In other words, I began to glimpse not (so much) the ‘offering’ itself but, instead, the background truth that meaning and intelligibility is showing up all the time for everyone involved in an encounter with this ‘offering’, both for me as the ‘Enlightenment skeptic’ and for my imagined ‘neo-Pagan believer’ — indeed for everyone all the time in everything we experience. We all experienced this in our open exploration and discussion of the picture that we undertook earlier in place of a conventional reading.

So, to conclude, I’m sure you all know the story about how the fish can’t see the water in which it always-already swims. Well, this address today is simply an attempt to help us to glimpse something of the “water” in which we human beings daily swim — namely meaning and intelligibility.

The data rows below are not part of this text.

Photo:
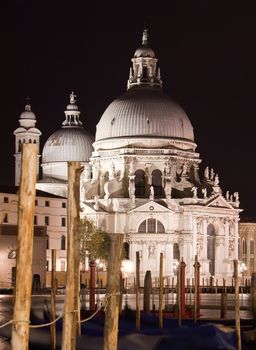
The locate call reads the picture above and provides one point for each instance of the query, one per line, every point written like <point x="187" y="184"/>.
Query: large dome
<point x="68" y="144"/>
<point x="144" y="111"/>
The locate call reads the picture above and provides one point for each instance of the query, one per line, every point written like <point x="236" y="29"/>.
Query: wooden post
<point x="26" y="207"/>
<point x="92" y="265"/>
<point x="237" y="305"/>
<point x="112" y="293"/>
<point x="161" y="291"/>
<point x="253" y="294"/>
<point x="70" y="307"/>
<point x="53" y="300"/>
<point x="223" y="305"/>
<point x="77" y="261"/>
<point x="182" y="291"/>
<point x="196" y="289"/>
<point x="138" y="291"/>
<point x="178" y="296"/>
<point x="147" y="292"/>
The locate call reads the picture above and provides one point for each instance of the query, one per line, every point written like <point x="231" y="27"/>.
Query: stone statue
<point x="96" y="199"/>
<point x="216" y="180"/>
<point x="236" y="195"/>
<point x="184" y="170"/>
<point x="194" y="190"/>
<point x="131" y="167"/>
<point x="131" y="186"/>
<point x="167" y="169"/>
<point x="112" y="172"/>
<point x="151" y="251"/>
<point x="204" y="191"/>
<point x="206" y="173"/>
<point x="72" y="97"/>
<point x="152" y="193"/>
<point x="212" y="174"/>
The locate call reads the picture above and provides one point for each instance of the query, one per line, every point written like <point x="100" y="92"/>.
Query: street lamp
<point x="243" y="269"/>
<point x="99" y="266"/>
<point x="127" y="268"/>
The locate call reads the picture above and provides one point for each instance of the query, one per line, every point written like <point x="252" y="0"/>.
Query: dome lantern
<point x="72" y="142"/>
<point x="144" y="71"/>
<point x="72" y="113"/>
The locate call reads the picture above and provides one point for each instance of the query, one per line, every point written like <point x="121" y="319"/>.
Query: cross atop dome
<point x="145" y="37"/>
<point x="72" y="113"/>
<point x="144" y="71"/>
<point x="72" y="98"/>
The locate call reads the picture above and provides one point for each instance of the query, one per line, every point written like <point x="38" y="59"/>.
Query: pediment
<point x="218" y="201"/>
<point x="152" y="206"/>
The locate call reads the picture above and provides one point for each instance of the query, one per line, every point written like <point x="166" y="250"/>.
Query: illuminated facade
<point x="141" y="178"/>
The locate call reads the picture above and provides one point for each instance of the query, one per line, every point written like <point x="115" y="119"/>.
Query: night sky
<point x="207" y="56"/>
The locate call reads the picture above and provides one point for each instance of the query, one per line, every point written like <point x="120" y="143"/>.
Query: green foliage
<point x="94" y="241"/>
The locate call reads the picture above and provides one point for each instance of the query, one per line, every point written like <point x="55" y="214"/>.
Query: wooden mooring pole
<point x="253" y="294"/>
<point x="161" y="290"/>
<point x="53" y="300"/>
<point x="138" y="291"/>
<point x="70" y="307"/>
<point x="113" y="293"/>
<point x="21" y="312"/>
<point x="237" y="306"/>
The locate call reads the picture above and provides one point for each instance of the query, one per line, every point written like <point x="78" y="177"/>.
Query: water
<point x="207" y="311"/>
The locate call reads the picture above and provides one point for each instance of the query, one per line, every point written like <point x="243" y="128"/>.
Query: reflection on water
<point x="212" y="301"/>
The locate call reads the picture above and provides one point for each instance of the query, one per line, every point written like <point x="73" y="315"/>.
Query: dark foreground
<point x="204" y="334"/>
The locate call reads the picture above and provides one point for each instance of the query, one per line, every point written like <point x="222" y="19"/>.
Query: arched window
<point x="151" y="226"/>
<point x="251" y="247"/>
<point x="160" y="227"/>
<point x="126" y="250"/>
<point x="251" y="256"/>
<point x="176" y="251"/>
<point x="244" y="250"/>
<point x="139" y="183"/>
<point x="211" y="248"/>
<point x="157" y="183"/>
<point x="106" y="176"/>
<point x="143" y="227"/>
<point x="63" y="242"/>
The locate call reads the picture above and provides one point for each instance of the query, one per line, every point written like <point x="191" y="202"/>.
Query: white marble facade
<point x="141" y="178"/>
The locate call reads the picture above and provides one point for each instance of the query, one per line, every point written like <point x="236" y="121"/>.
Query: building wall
<point x="50" y="212"/>
<point x="247" y="246"/>
<point x="8" y="246"/>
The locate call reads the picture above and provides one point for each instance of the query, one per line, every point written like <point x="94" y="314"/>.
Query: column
<point x="194" y="237"/>
<point x="226" y="231"/>
<point x="204" y="260"/>
<point x="236" y="239"/>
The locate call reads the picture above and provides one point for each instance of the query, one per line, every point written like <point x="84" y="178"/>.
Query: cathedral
<point x="141" y="176"/>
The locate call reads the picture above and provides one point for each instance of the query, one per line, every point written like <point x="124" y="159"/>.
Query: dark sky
<point x="207" y="56"/>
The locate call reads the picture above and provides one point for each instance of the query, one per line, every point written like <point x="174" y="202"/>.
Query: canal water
<point x="210" y="304"/>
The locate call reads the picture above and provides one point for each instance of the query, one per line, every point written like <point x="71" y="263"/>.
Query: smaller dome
<point x="28" y="114"/>
<point x="144" y="51"/>
<point x="68" y="144"/>
<point x="72" y="107"/>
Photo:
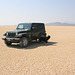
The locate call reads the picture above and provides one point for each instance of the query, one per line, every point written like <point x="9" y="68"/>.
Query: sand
<point x="57" y="57"/>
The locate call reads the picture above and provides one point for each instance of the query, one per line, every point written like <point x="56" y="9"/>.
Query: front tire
<point x="23" y="42"/>
<point x="8" y="43"/>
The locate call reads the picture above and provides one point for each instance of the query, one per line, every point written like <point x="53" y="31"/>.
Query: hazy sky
<point x="13" y="12"/>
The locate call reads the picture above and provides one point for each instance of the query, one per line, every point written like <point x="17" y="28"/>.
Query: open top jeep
<point x="25" y="33"/>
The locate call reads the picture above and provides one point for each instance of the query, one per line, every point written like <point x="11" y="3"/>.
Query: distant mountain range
<point x="59" y="24"/>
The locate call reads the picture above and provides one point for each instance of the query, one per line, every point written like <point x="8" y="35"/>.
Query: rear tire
<point x="8" y="43"/>
<point x="23" y="42"/>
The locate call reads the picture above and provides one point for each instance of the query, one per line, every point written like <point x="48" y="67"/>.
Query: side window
<point x="35" y="26"/>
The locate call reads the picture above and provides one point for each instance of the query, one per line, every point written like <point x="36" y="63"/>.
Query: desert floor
<point x="57" y="57"/>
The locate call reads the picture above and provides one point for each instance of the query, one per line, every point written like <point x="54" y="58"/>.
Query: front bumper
<point x="13" y="40"/>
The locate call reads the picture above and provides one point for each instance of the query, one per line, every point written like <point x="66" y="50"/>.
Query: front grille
<point x="11" y="35"/>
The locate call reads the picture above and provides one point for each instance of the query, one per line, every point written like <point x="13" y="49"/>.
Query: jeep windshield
<point x="24" y="26"/>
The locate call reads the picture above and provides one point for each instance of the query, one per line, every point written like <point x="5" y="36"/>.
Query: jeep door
<point x="34" y="31"/>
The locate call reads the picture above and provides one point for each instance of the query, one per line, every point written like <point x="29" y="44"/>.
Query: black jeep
<point x="25" y="33"/>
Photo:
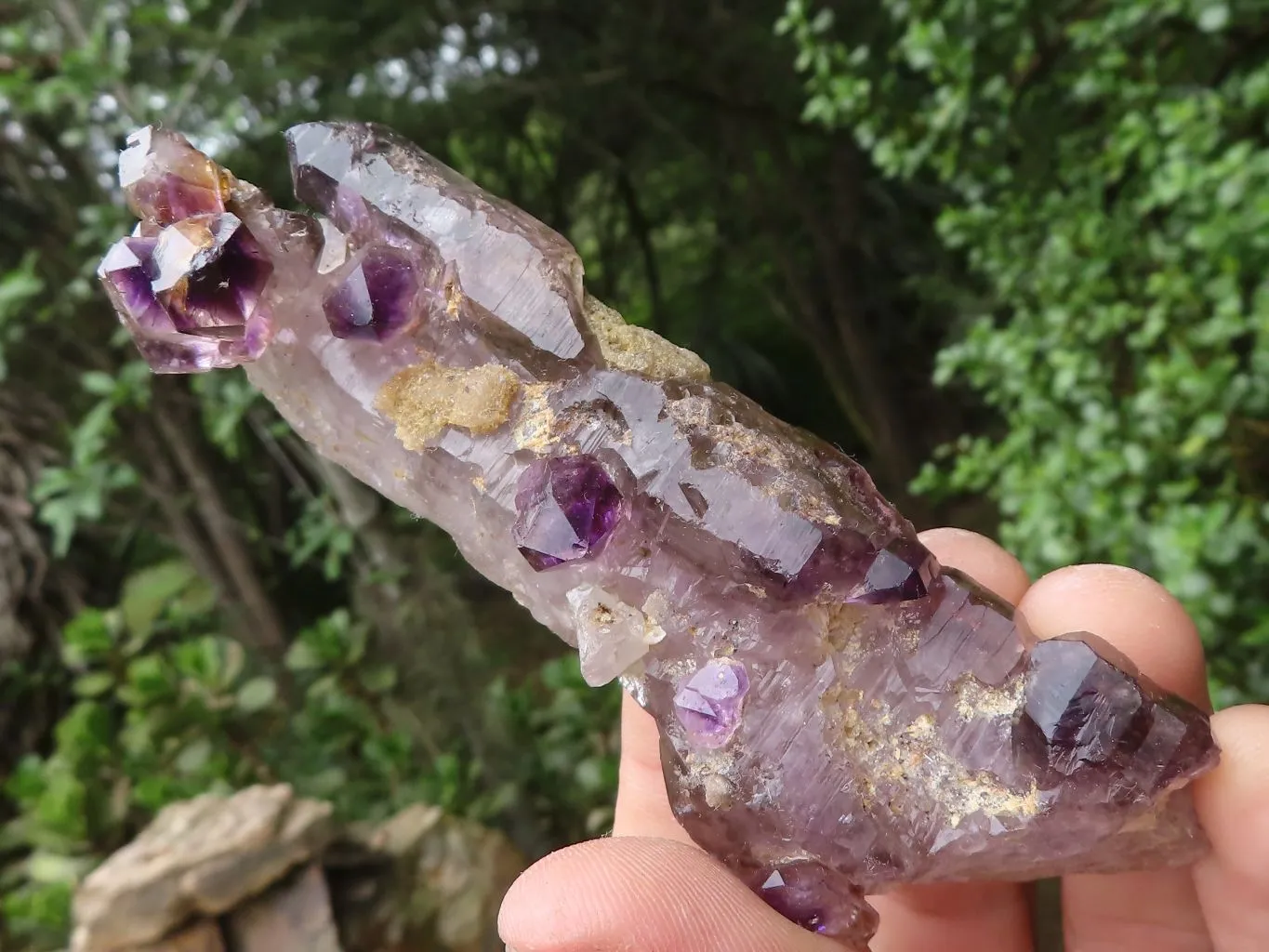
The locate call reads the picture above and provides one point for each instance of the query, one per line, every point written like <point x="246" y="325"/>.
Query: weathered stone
<point x="424" y="881"/>
<point x="198" y="857"/>
<point x="292" y="917"/>
<point x="202" y="935"/>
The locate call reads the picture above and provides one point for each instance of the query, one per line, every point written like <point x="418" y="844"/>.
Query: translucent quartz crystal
<point x="839" y="714"/>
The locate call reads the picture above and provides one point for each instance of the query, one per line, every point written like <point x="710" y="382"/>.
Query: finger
<point x="1234" y="805"/>
<point x="653" y="895"/>
<point x="642" y="803"/>
<point x="1139" y="617"/>
<point x="962" y="917"/>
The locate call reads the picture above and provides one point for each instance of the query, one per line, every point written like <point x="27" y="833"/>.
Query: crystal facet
<point x="192" y="294"/>
<point x="838" y="712"/>
<point x="820" y="900"/>
<point x="708" y="702"/>
<point x="567" y="508"/>
<point x="376" y="298"/>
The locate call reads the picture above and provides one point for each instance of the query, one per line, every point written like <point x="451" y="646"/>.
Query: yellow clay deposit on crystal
<point x="535" y="423"/>
<point x="424" y="399"/>
<point x="628" y="347"/>
<point x="976" y="699"/>
<point x="911" y="761"/>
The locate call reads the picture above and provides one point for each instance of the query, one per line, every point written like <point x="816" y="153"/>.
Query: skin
<point x="647" y="889"/>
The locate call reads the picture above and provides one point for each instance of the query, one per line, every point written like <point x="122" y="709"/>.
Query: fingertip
<point x="649" y="893"/>
<point x="979" y="558"/>
<point x="642" y="803"/>
<point x="1233" y="800"/>
<point x="1130" y="611"/>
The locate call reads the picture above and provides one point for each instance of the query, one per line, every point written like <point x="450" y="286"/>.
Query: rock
<point x="201" y="855"/>
<point x="292" y="917"/>
<point x="204" y="935"/>
<point x="425" y="882"/>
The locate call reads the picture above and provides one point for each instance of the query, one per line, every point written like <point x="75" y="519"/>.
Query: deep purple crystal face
<point x="377" y="298"/>
<point x="708" y="704"/>
<point x="820" y="900"/>
<point x="166" y="179"/>
<point x="1087" y="721"/>
<point x="903" y="572"/>
<point x="566" y="509"/>
<point x="192" y="296"/>
<point x="849" y="565"/>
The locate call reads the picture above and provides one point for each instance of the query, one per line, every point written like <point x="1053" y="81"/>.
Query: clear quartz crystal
<point x="839" y="714"/>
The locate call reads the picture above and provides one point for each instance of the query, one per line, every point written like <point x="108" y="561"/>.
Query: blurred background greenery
<point x="1011" y="254"/>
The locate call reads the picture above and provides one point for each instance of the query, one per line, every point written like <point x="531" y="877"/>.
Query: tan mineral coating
<point x="627" y="347"/>
<point x="424" y="399"/>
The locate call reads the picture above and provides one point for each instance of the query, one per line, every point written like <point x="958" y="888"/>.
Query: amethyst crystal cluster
<point x="839" y="714"/>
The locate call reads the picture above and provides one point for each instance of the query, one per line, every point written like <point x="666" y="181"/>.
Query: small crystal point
<point x="820" y="900"/>
<point x="377" y="298"/>
<point x="567" y="508"/>
<point x="165" y="179"/>
<point x="903" y="572"/>
<point x="192" y="295"/>
<point x="708" y="704"/>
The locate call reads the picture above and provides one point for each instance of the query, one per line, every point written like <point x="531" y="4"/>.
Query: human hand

Glimpsing this extraordinary, and ultimately very mysterious fact, suddenly made my hair stand on and send a tingle down my spine and it impelled me quietly to pick up a feather that was lying close by and to place it carefully and reverently above the head of the hanging deer. And so, in the end, I found I had, despite my initial scepticism, a real need to make my own kind of grateful offering to an "unknown God" in whom/which, as St Paul once said, we live and move and have our being and, as I would now add, we always-already gracefully experience meaning and intelligibility.